The old man laughed for so long at this seemingly trivial fact that Tia began to wonder if he was quite mad. At length, he composed himself and favored the travelers with a skull-like grin. "Suit yourselves. You'll be mighty bored, though."
"Quite right," Dekar acknowledged unhappily. He surveyed the dim earthen room with a sigh. After a few minutes he struck up a conversation with one of the guards before the entryway to the cave. Lexis, meanwhile, began inspecting the water damage to his precious notes.
Tia shuddered. None but she seemed to notice just how creepy the cave was. Try as she might, she could not keep from noticing it and dwelling on it. Worst of all was the odor of decay, like wilted flowers, that crushed the lungs and burned the back of the throat.
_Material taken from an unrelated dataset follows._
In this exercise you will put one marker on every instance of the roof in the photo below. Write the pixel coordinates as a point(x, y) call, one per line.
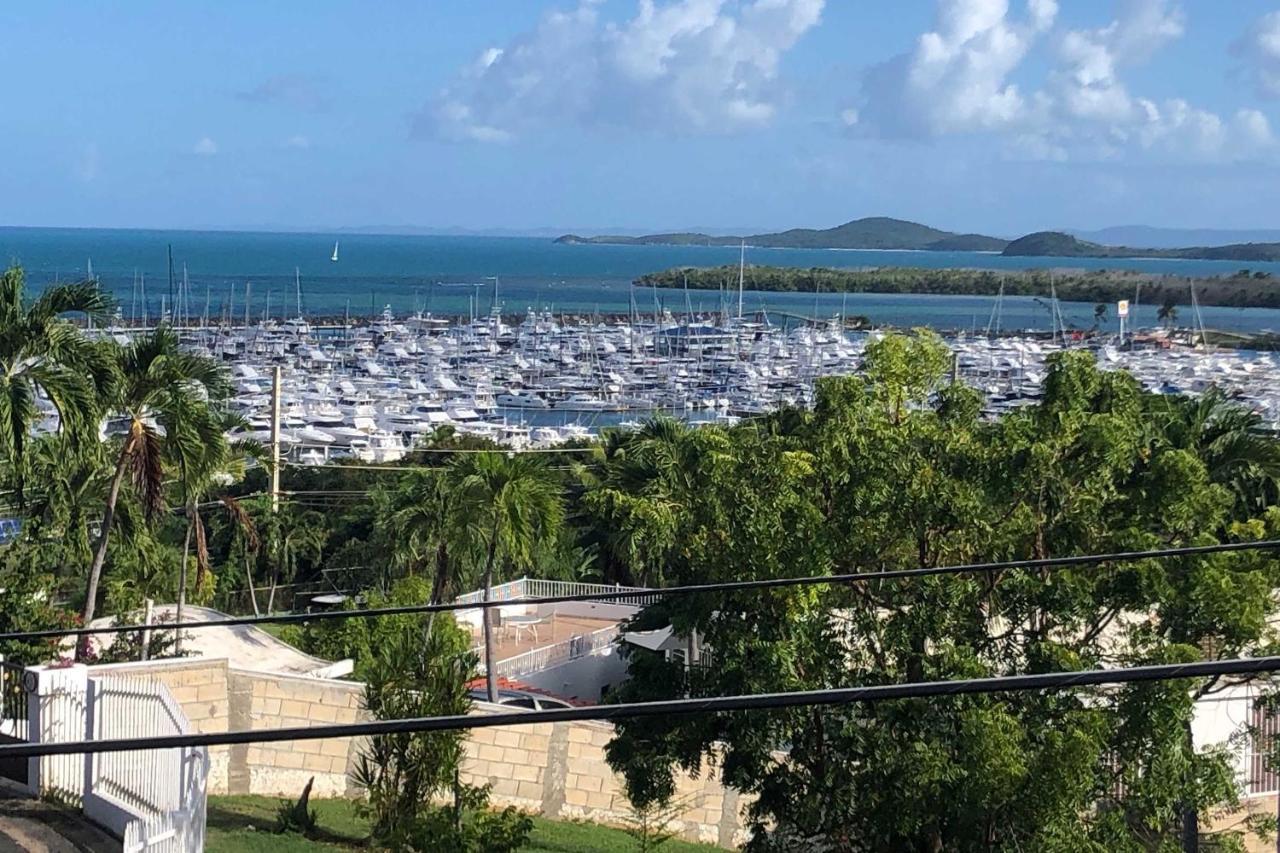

While the old man busied himself with some new customers, Tia noticed a small wooden sign atop the bier. She came closer to inspect it. "Enter at your own risk," the crudely carved letters read. "Please note that upon entering the cave, all weapons, spells, experience, armor, and items you may be carrying will vanish. I return no gold, no matter how terrible your experience. I don't know how many rooms there are, and frankly, I don't care. I have nothing to do with the monsters inside. Treasures you find inside of blue chests, you may keep with you even after you leave. Upon entering again, these treasures will stay with you. Providence available after the twentieth floor. I do not make missions into the cave to recover missing persons. Remove all corpses. Thank you and have a lovely time. ~Management."
For the remainder of the evening, Tia kept close to Lexis and Dekar. Night added its own darkness to the stinking cave. Dekar and Lexis soon nodded off. Unable to sleep, Tia watched the double doors that led out of the inner cave. They remained shut. The old man noticed her fascination with that door and said, "No monsters'll come out of there, miss. Not unless they're smart enough to find Providence themselves."
"Do any travelers ever come out of this cave?" Tia asked.
"Seldom, miss. Very seldom." The old man seemed almost gleeful at the prospect. "Can you smell-" he took a great whiff of the musty cave air, "it, miss? That's the stink of all the corpses that are rotting below."
Tia did not sleep at all after that.